4.2.2. Large-Scale Cell Culture, Induction of Heat Shock, Treatment with B-AP15, Cycloheximide and Proteasome Inhibitors, and Peptide Extraction

HEK293T cells were grown to 80–90% confluence in 150 mm culture dishes, in the same media as described above. A single plate of cells was used for each group, and 2–4 replicates of each group were performed as described in Figures S1 and S2. At the start of the experiment, media were removed from the plates and cells were washed with DPBS. For heat shock, this was followed by the addition of serum-free media and incubation of two plates at 42 °C and two at 37 °C for either 20 or 60 min (see Figure S1). For the rest of the experiments, washing was followed by the addition of serum-free media containing the various compounds in 0.05% DMSO (1 µM b-AP15, 0.2 mM cycloheximide, combination of 0.5 µM bortezomib and 0.2 µM epoxomicin), or the appropriate control and incubation at 37 °C for 30–60 min (see Figures S1 and S2 for details). Media were removed, cells were washed with DPBS, detached from the plate by scraping into DPBS, and centrifuged at 800× g for 5 min.
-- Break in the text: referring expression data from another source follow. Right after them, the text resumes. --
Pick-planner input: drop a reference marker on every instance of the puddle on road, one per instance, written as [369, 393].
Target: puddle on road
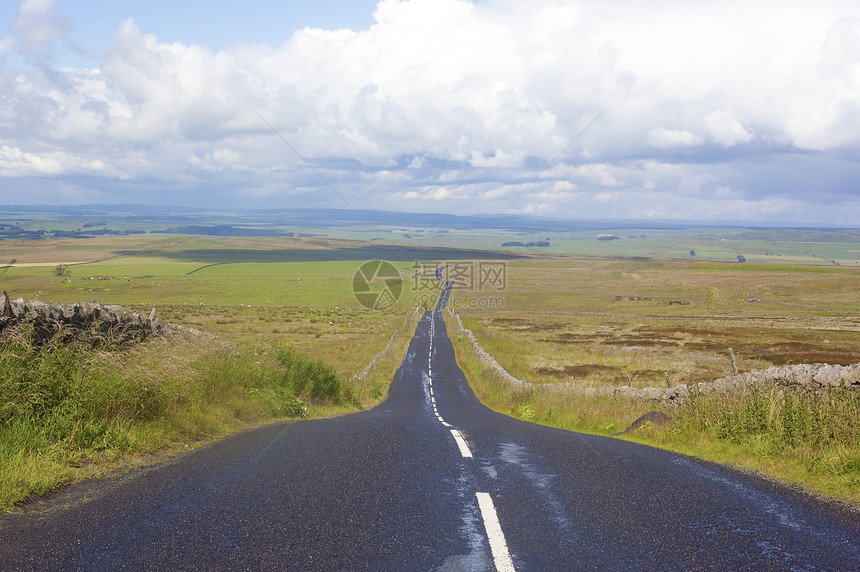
[520, 457]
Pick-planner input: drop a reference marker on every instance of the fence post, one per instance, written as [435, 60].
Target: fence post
[734, 365]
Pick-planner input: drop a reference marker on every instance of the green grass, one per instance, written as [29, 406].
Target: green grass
[72, 410]
[591, 320]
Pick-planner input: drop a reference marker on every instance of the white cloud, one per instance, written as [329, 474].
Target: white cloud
[456, 102]
[668, 138]
[38, 25]
[725, 129]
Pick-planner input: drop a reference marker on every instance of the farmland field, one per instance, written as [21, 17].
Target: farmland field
[642, 312]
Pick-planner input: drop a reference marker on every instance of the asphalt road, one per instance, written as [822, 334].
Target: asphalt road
[432, 480]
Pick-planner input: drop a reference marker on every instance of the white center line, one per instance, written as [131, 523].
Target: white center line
[498, 545]
[461, 443]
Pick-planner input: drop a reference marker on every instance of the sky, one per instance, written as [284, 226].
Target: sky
[631, 109]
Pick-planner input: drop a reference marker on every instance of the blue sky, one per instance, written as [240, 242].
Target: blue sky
[708, 110]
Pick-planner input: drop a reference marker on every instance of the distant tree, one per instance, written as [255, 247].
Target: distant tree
[62, 270]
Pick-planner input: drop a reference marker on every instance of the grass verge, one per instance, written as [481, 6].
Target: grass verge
[804, 437]
[73, 410]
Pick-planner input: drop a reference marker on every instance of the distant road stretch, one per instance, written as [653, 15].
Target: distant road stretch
[432, 480]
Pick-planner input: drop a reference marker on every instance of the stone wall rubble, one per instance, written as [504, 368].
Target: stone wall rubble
[92, 317]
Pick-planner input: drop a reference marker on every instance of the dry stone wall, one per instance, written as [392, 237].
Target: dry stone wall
[49, 320]
[820, 375]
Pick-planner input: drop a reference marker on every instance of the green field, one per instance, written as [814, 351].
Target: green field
[581, 313]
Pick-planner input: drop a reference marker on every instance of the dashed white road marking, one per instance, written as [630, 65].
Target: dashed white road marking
[495, 536]
[461, 443]
[498, 545]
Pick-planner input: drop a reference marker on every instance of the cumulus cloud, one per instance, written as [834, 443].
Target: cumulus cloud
[668, 138]
[39, 25]
[452, 102]
[725, 129]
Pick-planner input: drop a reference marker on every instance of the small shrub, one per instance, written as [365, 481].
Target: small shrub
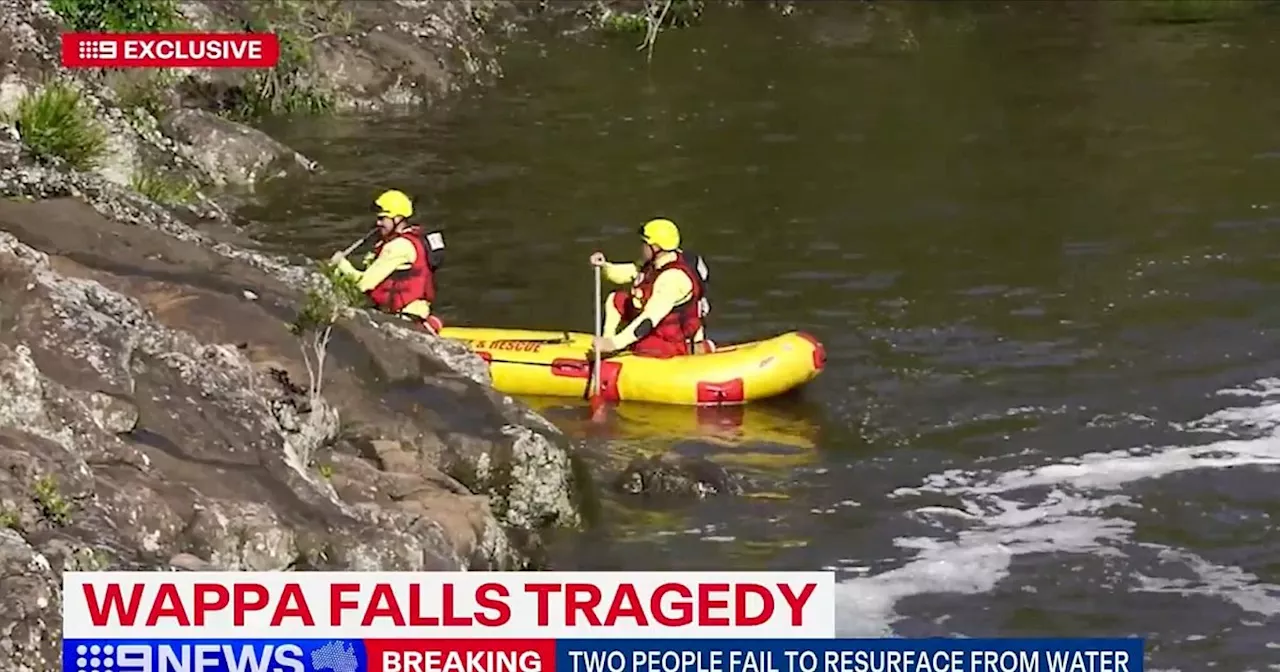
[657, 14]
[288, 87]
[55, 123]
[314, 323]
[119, 16]
[53, 506]
[1191, 10]
[163, 187]
[10, 519]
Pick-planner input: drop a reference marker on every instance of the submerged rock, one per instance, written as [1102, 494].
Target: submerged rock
[675, 475]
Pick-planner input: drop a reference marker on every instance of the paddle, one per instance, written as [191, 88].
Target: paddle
[598, 408]
[360, 242]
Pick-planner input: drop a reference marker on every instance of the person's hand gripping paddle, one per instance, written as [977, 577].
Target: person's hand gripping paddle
[599, 412]
[352, 247]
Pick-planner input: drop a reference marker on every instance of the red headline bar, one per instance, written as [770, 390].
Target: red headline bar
[170, 50]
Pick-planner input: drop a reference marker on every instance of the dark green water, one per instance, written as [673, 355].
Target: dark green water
[1038, 240]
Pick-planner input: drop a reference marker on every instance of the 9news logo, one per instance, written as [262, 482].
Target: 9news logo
[210, 657]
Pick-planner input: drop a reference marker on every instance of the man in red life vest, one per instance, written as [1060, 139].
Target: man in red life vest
[662, 314]
[401, 275]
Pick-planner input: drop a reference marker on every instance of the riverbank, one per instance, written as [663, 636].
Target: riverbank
[156, 411]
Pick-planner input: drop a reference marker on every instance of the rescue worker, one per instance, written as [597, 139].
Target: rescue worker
[662, 314]
[401, 275]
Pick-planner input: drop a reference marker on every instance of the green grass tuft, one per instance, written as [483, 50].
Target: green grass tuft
[55, 123]
[164, 188]
[119, 16]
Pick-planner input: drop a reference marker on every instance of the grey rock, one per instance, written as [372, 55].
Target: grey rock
[676, 476]
[234, 154]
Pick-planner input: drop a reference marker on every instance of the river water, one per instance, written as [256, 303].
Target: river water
[1041, 243]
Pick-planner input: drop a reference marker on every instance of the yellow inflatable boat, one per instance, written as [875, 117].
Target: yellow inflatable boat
[557, 364]
[725, 426]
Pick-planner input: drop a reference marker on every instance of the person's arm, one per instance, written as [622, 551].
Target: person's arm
[347, 269]
[670, 288]
[394, 255]
[620, 273]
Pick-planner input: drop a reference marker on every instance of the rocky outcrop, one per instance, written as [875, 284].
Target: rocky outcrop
[152, 411]
[151, 416]
[675, 476]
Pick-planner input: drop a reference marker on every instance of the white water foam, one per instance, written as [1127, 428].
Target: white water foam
[1077, 516]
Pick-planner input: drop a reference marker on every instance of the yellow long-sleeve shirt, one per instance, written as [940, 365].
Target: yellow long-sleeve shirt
[670, 289]
[396, 255]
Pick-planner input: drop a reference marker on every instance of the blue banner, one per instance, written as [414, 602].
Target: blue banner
[604, 656]
[851, 656]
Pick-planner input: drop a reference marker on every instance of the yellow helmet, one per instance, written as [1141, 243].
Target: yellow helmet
[661, 233]
[394, 204]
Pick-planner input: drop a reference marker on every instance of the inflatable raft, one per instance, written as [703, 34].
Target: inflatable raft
[557, 364]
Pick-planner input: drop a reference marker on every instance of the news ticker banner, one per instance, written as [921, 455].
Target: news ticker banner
[170, 50]
[510, 622]
[604, 656]
[448, 604]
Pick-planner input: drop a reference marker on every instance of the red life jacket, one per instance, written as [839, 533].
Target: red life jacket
[406, 286]
[681, 325]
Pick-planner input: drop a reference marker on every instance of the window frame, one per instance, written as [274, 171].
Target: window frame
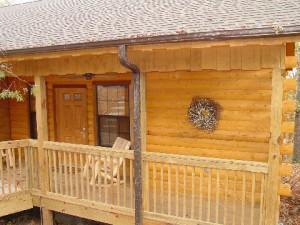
[111, 84]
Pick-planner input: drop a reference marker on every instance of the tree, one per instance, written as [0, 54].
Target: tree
[10, 88]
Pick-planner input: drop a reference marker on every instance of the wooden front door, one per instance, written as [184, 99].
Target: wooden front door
[71, 115]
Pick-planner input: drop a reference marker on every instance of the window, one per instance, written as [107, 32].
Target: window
[32, 115]
[113, 114]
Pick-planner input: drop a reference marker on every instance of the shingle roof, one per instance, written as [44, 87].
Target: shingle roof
[62, 22]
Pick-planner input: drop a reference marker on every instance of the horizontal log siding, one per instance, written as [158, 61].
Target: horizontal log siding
[243, 132]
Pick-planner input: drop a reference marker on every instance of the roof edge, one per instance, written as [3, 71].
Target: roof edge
[183, 37]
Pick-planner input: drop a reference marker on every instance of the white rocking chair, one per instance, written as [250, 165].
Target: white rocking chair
[10, 155]
[111, 170]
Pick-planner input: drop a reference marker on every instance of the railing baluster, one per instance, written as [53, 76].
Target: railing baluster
[177, 190]
[147, 196]
[226, 198]
[125, 183]
[76, 175]
[8, 171]
[218, 196]
[26, 168]
[243, 198]
[118, 180]
[55, 171]
[234, 198]
[169, 189]
[252, 198]
[209, 194]
[71, 173]
[100, 164]
[262, 186]
[162, 186]
[154, 186]
[201, 194]
[36, 167]
[87, 183]
[193, 193]
[82, 175]
[105, 178]
[1, 170]
[184, 190]
[66, 174]
[131, 184]
[49, 169]
[14, 168]
[111, 167]
[93, 179]
[60, 173]
[20, 168]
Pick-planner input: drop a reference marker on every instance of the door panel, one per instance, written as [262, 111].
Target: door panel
[71, 115]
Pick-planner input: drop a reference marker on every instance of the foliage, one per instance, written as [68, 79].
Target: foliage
[10, 89]
[290, 206]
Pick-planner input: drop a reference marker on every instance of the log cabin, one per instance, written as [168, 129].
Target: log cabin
[133, 69]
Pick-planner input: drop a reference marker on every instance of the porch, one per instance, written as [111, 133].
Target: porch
[177, 189]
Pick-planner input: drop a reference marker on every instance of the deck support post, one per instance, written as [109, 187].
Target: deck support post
[272, 199]
[42, 130]
[137, 145]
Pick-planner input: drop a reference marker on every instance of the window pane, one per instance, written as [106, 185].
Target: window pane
[113, 100]
[112, 93]
[112, 108]
[124, 125]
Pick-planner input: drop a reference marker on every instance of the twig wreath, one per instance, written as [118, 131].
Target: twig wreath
[204, 113]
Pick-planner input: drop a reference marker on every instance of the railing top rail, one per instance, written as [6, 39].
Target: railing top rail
[88, 149]
[226, 164]
[14, 144]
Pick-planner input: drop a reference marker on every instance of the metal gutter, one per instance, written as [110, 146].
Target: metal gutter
[137, 134]
[180, 37]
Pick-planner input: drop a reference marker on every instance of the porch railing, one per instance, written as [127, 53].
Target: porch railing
[214, 191]
[98, 174]
[18, 170]
[178, 189]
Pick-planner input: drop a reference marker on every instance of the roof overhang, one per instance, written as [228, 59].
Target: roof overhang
[272, 32]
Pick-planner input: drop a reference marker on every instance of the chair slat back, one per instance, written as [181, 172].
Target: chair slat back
[120, 143]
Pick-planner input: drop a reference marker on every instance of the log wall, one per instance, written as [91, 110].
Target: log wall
[239, 78]
[244, 129]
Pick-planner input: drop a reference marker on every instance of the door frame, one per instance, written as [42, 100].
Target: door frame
[55, 87]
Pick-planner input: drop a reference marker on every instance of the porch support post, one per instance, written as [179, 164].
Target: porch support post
[137, 134]
[42, 130]
[272, 199]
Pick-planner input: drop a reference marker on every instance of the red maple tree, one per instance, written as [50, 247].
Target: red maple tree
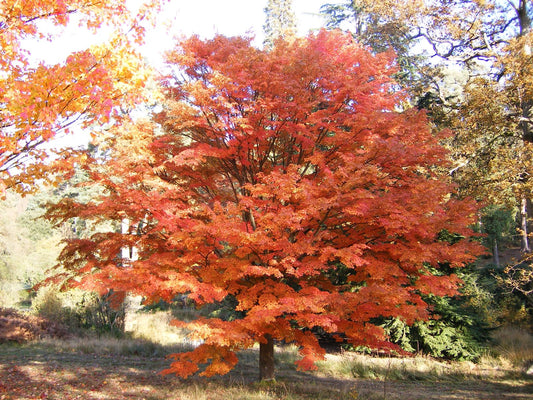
[267, 176]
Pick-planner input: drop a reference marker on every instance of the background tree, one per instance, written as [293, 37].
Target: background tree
[269, 172]
[39, 101]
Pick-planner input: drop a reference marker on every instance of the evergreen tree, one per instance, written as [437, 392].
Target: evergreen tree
[280, 21]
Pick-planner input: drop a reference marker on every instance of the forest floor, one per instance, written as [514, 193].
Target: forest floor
[65, 370]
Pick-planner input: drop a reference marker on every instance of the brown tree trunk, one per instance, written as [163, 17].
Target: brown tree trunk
[266, 359]
[496, 254]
The wash buffer was supplemented with the appropriate compound at the same concentration as used for the treatment to ensure that enzyme inhibition was maintained during harvesting of cells. After centrifugation, the cell pellet was resuspended in 1 mL of 80 °C water and incubated in an 80 °C water bath for 20 min to inactivate proteases. This was followed by centrifugation (13,000× g, 30 min, 4 °C) and the sample was stored at −80 °C until peptide extraction.
For peptide extraction, the samples were thawed and centrifuged again, as above. The supernatant was cooled on ice and acidified with HCl to a final concentration of 10 mM. After 15 min incubation on ice, the lysate was centrifuged at 13,000× g for 30 min at 4 °C. The supernatant was removed and combined with 250 µL of dibasic sodium phosphate (0.4 M, pH 9.5). The mixture was stored at −80 °C until labeling.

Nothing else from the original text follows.